Published Date: June 5, 2023

Full Text Article

An Unexpected Cause of Chest Pain While Self-Pleasuring: A Ripping Doom Excitement

Authors: Jose Escabi-Mendoza, Porfirio E Diaz-Rodriguez, Diego H Gonzalez-Bravo, Eduardo Partida-Rodriguez

Cureus. 2023 May 2;15(5):e38436. doi: 10.7759/cureus.38436. eCollection 2023 May.


Acute aortic dissection (AD) involves the tearing of the aortic intima by shearing forces, resulting in a false lumen, which, depending on its location and extent, may lead to hemodynamic compromise, hypoperfusion of vital organs, or even rupture of the aorta.
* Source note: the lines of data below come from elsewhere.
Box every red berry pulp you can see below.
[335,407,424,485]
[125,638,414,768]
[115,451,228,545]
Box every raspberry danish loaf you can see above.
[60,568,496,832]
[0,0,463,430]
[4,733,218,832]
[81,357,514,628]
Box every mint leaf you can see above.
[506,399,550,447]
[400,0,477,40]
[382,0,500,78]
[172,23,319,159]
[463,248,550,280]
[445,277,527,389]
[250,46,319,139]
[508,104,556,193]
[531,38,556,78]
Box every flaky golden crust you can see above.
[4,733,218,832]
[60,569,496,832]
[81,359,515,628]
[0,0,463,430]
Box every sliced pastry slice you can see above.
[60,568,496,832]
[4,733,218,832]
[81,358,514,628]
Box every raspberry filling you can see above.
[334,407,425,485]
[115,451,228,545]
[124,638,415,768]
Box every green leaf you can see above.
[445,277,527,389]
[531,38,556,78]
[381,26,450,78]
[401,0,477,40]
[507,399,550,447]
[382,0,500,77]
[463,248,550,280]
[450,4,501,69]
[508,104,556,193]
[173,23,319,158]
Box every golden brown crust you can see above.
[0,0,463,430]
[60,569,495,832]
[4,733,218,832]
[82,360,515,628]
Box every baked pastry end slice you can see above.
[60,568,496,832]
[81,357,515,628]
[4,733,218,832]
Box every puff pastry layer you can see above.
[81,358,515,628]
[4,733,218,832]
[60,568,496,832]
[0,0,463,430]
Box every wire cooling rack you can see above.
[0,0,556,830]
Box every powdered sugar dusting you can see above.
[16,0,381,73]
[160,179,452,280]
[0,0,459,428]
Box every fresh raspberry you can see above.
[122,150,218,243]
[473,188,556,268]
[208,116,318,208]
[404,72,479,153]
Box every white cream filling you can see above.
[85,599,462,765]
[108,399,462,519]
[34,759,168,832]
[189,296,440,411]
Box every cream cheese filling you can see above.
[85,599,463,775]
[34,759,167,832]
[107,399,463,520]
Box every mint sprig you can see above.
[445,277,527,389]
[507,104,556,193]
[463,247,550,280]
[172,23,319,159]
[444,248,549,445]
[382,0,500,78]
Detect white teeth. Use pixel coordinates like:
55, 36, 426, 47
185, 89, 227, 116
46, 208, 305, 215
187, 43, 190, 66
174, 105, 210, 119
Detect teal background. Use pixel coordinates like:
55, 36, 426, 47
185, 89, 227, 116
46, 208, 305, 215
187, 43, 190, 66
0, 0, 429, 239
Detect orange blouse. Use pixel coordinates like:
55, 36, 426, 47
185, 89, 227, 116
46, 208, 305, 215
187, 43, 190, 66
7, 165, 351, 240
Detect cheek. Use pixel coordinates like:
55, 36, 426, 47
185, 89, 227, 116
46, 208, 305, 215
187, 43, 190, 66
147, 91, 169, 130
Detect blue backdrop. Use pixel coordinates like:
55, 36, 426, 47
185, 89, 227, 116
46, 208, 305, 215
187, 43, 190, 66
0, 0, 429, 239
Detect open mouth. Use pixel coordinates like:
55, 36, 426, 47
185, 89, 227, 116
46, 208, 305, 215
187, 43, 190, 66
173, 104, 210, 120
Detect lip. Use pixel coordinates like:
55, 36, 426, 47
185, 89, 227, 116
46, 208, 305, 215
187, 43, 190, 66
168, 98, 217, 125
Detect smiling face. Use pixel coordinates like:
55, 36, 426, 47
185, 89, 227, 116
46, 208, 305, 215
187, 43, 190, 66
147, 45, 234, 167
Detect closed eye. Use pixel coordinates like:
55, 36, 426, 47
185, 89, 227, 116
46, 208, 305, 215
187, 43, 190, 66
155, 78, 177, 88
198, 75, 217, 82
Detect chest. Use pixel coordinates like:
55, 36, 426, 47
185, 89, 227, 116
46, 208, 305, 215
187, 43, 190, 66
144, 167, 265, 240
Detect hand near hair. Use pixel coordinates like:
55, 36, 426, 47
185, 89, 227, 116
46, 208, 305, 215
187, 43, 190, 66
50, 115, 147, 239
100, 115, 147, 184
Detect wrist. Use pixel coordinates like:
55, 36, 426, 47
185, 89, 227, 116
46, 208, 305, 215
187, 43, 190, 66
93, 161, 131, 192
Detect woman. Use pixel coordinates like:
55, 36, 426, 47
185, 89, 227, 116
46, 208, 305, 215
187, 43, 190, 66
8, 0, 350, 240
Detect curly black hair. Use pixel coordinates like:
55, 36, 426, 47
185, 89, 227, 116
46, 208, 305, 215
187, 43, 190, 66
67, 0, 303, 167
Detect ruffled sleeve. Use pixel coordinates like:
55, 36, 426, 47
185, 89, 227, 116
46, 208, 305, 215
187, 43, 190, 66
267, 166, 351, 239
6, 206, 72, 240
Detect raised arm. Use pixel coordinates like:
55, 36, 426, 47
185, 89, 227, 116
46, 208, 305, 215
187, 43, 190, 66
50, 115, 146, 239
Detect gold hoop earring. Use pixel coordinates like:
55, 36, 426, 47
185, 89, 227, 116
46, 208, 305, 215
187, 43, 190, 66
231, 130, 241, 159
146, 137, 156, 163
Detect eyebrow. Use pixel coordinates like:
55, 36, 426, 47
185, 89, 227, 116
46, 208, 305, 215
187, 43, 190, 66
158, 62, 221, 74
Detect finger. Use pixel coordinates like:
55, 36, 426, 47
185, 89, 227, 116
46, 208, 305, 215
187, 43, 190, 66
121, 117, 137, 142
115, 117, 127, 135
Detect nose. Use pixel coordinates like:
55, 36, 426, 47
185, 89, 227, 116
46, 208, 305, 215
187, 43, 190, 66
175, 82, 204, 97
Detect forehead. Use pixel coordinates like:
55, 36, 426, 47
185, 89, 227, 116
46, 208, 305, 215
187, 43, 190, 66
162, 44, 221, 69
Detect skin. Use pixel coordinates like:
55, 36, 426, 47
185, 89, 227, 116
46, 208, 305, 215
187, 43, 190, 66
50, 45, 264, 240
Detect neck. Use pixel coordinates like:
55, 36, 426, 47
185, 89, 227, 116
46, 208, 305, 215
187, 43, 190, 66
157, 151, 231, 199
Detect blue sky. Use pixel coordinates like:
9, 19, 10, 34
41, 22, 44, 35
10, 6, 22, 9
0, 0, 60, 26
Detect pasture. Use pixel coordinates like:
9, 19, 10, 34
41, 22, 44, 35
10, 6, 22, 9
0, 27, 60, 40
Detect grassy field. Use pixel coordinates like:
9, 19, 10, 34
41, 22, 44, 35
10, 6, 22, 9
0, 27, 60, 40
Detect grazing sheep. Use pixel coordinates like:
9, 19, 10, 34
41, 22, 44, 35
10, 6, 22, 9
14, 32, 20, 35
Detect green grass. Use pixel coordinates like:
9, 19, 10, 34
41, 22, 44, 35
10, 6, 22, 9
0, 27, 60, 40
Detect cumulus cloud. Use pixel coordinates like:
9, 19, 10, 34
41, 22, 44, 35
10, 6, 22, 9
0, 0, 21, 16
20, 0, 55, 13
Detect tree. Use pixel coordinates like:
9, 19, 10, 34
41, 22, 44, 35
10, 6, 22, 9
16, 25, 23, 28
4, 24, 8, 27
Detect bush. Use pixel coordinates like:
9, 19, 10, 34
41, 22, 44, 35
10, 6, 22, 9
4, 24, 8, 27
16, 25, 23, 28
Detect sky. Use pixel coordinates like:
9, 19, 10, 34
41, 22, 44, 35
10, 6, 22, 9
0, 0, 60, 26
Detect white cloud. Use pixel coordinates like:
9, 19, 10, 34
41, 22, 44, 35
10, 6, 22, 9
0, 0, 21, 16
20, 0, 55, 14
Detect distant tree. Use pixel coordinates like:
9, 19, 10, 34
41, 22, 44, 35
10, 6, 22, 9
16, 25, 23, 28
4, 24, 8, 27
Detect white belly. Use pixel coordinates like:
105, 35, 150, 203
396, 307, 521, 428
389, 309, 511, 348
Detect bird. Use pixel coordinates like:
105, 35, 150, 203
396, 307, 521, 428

The classical presentation is a sudden chest or back pain described as sharp or ripping in quality. We present a 60-year-old male with a history of hypertension, Liddle's syndrome, obstructive sleep apnea, and chronic cannabis use for insomnia who arrived at a non-PCI hospital complaining of severe retrosternal chest pain lasting several hours in evolution that started upon masturbation. The pain was ripping in character, starting retrosternally and radiating to his neck and back. After evidence of rising troponin values, he was initially diagnosed with non-ST segment elevation myocardial infarction (NSTEMI), managed with dual antiplatelet therapy with full anticoagulation, and subsequently transferred to our institution for further care. Shortly after his arrival at our hospital, he suddenly deteriorated with recurrent chest pain and hypotension, which triggered an emergent bedside echocardiogram evaluation. This revealed a hemodynamically significant pericardial effusion, moderate to severe aortic valve regurgitation (AR), and an intimal flap visualized on the ascending and descending aorta, suggestive of an extensive AD. A computerized tomographic angiogram confirmed the diagnosis of a Stanford type A AD that required an emergent surgical pericardiotomy, ascending aorta with partial arch replacement, and aortic valve repair. Often, AD may mimic an acute coronary syndrome (ACS) or even present with an acute myocardial infarction (AMI). The appropriate diagnostic imaging evaluation prior to the initiation of anticoagulation therapy should be done in patients with higher-risk clinical criteria for AD to reduce adverse treatment outcomes. The use of a simple three-step diagnostic algorithm for acute aortic syndromes (AAS) may decrease diagnostic delays, misdiagnosis, and inappropriate therapies.